Ее голос успокаивал, хотя видят ушедшие Боги, Святослав сумел бы справиться и сам. Всю жизнь справлялся. Но теперь его только и хватило, что лежать и слушать.
— Это Древо было всегда и всегда будет. Я не понимала, как это возможно. А потом вообще забыла… я о многом забыла, — она сама устроилась на плече Святослава, и острый ее подбородок
Тогда Святослав точно замерзнет.
Насмерть.
Или похуже.
— Теперь вот вспоминаю. Или это не совсем даже моя память? — ее голос был задумчивым. — Но, если и так, это не важно. Древо огромно, оно существует вне времени и пространства, а на ветвях его рождаются миры и боги. Иногда они едины, а иногда нет… боги взрослеют и уходят, а миры тоже взрослеют, но остаются. Некоторые живут долго-долго и сами становятся богами. А с другим случается… всякое.
Становилось легче.
Дышать.
И сердце заработало ровнее. Оно, сердце, обычный орган, так Святославу говорили. Просто кусок мяса, который люди по недомыслию спешат наделить всякими свойствами, хотя единственное его свойство и задача — кровь перекачивать. А что ноет и болит, так провериться надо.
— Миры болеют, как и люди. И не люди. Но кто-то справляется с этой болезнью, а кто-то нет. И тогда мир погибает. Засыпай.
Она не приказала — попросила.
Святослав подчинился. Он закрыл глаза, понимая, что еще немного и провалится в сон, скорее всего кошмарный, другие ему не снятся. Лучше бы конечно вовсе забытье.
Но разве повезет?
Повезло.
Он видел то самое Древо, существовавшее нигде и везде. И корни его уходили куда-то в первозданную Бездну, а ветви держали другую бездну. И на ветвях этих новогодними лоснящимися шарами висели вселенные. Это было совершенно ненаучно, хотя Святослав прекрасно осознавал, что спит, а снам дела нет до науки, но завораживало. И он просто смотрел на Древо, которое рождало миров и богов, а потом пытался среди бессчетного числа их свой собственный.
Но не находил.
И это тоже было хорошо. Почему-то.
Глава 16
Глава 16
Маг заболел.
Вот ведь. А казался таким здоровым. То есть, не совсем, чтобы здоровым, но Астра давно поняла, что здоровых людей на самом деле немного, что большею частью они все просто недообследованные.
А этот еще и заболел.
И что ей делать?
Лежит себе, горит и улыбается. Обычно люди с температурою высокой стонут, мечутся, порой сбежать норовят. Одного, помнится, вовсе пришлось к кровати привязать, а этот вот улыбается.
Бестолочь.
И такая злость взяла на него, что не уберегся, и на себя тоже, что Астра растерялась.

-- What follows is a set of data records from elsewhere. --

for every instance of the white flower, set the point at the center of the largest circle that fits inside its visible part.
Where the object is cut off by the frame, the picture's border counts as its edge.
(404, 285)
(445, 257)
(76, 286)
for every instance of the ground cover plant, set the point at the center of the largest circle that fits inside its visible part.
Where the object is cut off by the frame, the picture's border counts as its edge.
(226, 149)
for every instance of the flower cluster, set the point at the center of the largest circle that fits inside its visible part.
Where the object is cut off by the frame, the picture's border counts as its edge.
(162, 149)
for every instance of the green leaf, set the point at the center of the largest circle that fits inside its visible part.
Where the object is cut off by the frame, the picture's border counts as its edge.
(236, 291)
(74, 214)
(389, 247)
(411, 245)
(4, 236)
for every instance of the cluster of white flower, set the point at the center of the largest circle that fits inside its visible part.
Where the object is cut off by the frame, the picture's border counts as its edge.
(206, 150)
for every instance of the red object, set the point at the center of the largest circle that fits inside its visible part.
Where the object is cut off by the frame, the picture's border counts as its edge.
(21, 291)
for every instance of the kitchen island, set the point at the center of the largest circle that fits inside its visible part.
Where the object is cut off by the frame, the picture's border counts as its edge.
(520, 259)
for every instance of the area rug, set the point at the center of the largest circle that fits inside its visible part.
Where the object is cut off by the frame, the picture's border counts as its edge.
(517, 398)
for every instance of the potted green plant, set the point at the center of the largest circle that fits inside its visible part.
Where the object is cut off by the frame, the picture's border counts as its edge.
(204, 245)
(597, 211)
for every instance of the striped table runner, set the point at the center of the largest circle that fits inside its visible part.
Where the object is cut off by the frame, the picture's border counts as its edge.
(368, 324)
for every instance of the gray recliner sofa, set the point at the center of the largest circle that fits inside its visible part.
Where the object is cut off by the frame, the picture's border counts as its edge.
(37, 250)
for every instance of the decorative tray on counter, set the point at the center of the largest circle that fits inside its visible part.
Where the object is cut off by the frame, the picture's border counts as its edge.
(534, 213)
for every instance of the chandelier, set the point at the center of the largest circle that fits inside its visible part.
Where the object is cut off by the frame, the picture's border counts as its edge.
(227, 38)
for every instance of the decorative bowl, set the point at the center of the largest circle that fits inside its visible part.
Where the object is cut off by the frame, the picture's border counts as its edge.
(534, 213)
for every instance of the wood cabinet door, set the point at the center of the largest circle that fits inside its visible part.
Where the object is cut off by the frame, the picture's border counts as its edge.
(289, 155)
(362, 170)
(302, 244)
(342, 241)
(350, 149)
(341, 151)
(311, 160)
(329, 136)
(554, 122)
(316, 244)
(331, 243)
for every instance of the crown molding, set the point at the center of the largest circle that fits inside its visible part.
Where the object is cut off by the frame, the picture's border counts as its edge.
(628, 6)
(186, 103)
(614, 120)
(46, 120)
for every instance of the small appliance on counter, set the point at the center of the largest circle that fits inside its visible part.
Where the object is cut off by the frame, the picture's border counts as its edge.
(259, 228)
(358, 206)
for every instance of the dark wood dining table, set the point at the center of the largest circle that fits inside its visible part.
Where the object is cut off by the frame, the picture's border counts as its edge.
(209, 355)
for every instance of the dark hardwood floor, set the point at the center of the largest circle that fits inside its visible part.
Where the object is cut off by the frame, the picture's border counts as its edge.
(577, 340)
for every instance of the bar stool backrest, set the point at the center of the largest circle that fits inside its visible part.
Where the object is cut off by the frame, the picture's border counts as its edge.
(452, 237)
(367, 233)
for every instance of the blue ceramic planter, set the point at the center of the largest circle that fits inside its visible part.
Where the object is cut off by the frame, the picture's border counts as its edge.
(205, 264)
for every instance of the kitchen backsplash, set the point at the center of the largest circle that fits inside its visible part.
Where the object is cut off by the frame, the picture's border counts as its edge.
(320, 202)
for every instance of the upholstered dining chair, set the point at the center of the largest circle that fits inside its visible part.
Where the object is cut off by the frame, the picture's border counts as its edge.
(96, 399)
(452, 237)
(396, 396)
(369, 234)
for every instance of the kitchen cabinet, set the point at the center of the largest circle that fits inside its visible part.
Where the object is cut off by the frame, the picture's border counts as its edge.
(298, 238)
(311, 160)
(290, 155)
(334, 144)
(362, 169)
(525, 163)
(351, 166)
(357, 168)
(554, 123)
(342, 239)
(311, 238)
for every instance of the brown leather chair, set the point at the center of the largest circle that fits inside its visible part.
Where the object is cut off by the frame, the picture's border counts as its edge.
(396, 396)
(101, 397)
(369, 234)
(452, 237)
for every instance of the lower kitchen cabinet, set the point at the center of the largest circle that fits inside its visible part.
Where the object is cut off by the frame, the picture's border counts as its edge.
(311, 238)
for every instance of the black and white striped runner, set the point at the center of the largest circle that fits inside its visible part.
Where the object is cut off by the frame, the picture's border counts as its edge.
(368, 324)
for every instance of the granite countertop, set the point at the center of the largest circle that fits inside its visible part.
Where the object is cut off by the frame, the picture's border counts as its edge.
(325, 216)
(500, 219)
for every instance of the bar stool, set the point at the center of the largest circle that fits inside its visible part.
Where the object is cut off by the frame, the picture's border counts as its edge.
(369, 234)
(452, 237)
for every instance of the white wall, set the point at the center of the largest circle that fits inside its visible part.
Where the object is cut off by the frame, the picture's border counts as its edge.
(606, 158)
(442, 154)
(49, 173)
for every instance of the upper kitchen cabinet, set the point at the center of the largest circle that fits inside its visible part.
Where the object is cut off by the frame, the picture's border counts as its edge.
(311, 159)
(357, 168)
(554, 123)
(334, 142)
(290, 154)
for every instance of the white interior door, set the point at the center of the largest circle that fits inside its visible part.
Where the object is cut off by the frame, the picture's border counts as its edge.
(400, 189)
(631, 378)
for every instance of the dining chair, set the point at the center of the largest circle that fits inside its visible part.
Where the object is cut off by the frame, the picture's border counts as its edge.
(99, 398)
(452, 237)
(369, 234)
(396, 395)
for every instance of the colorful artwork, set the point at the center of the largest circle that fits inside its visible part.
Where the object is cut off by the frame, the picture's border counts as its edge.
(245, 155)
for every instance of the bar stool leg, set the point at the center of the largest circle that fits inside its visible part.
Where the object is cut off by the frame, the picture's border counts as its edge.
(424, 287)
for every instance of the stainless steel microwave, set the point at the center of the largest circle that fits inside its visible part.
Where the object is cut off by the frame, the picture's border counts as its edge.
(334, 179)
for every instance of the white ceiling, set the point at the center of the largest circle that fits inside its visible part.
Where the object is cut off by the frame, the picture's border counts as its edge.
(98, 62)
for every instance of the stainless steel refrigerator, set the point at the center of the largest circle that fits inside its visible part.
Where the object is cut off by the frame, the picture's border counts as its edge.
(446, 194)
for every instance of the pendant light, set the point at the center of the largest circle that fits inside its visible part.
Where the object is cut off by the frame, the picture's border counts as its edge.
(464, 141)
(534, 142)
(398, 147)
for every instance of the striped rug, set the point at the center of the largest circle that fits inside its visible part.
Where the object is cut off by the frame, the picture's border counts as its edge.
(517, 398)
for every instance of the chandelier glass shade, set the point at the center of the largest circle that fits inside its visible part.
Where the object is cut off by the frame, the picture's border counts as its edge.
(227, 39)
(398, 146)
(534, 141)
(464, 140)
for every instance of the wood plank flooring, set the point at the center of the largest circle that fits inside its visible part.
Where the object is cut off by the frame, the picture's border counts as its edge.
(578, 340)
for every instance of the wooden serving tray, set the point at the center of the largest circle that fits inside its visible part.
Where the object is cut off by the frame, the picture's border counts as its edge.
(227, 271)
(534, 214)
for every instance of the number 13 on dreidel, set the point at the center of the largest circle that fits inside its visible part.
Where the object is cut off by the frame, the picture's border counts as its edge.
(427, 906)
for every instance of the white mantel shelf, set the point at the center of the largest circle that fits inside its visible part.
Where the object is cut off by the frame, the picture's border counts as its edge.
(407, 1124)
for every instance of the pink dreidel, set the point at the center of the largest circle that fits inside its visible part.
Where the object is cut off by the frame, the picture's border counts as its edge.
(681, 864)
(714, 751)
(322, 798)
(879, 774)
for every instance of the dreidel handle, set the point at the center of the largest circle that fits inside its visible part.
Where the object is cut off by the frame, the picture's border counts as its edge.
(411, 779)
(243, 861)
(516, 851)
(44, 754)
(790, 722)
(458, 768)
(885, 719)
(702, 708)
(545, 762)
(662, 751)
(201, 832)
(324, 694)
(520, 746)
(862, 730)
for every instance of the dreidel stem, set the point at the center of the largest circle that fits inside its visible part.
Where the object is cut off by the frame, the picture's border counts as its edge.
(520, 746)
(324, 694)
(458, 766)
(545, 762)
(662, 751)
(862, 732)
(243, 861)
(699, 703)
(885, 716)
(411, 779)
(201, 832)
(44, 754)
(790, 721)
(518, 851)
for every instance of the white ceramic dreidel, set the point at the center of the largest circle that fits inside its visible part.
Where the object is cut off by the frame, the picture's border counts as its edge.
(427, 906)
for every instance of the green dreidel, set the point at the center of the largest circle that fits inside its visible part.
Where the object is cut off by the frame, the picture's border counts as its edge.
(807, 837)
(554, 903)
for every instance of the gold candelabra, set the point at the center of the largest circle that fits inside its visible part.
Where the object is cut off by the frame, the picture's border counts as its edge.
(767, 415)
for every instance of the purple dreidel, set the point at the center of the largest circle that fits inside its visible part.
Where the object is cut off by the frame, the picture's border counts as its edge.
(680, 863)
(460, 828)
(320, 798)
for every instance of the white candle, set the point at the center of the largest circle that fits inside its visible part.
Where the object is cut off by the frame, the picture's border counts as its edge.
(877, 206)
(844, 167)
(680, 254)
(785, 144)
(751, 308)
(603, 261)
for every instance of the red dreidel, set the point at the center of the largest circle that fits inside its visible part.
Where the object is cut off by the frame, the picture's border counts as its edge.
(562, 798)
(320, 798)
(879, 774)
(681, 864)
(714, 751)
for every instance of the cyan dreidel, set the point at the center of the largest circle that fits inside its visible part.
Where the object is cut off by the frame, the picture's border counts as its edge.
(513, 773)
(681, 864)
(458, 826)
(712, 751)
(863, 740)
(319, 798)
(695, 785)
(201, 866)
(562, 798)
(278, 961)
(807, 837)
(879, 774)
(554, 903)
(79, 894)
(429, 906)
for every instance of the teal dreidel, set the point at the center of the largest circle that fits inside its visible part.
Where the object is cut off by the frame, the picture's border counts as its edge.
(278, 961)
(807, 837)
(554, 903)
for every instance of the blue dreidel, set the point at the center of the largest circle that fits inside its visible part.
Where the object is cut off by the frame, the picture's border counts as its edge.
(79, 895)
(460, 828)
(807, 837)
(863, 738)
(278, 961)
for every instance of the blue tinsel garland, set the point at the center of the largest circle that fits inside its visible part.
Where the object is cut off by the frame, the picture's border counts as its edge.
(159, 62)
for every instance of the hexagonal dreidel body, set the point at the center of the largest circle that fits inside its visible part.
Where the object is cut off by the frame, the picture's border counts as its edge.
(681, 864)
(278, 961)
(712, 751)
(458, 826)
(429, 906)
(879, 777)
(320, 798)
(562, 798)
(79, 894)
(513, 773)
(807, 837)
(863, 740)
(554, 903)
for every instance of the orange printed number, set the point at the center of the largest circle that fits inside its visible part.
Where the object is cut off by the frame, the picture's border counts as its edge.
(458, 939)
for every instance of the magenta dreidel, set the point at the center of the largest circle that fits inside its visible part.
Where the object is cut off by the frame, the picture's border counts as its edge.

— Совсем плохой? — спросила Розочка, забравшись в кровать. И руку на лоб мага положила. И нахмурилась как-то совершенно по-взрослому.
Вздохнула.
Посмотрела на свою подружку, которая держалась в стороночке, обеими руками прижимая к груди того самого, купленного в «Альбатросе» пупса.
— Совсем, — призналась Астра.
Жар она собьет. Или не стоит? Жар означает, что организм сопротивляется болезни, но как-то совсем вяло, будто маг уже сдался.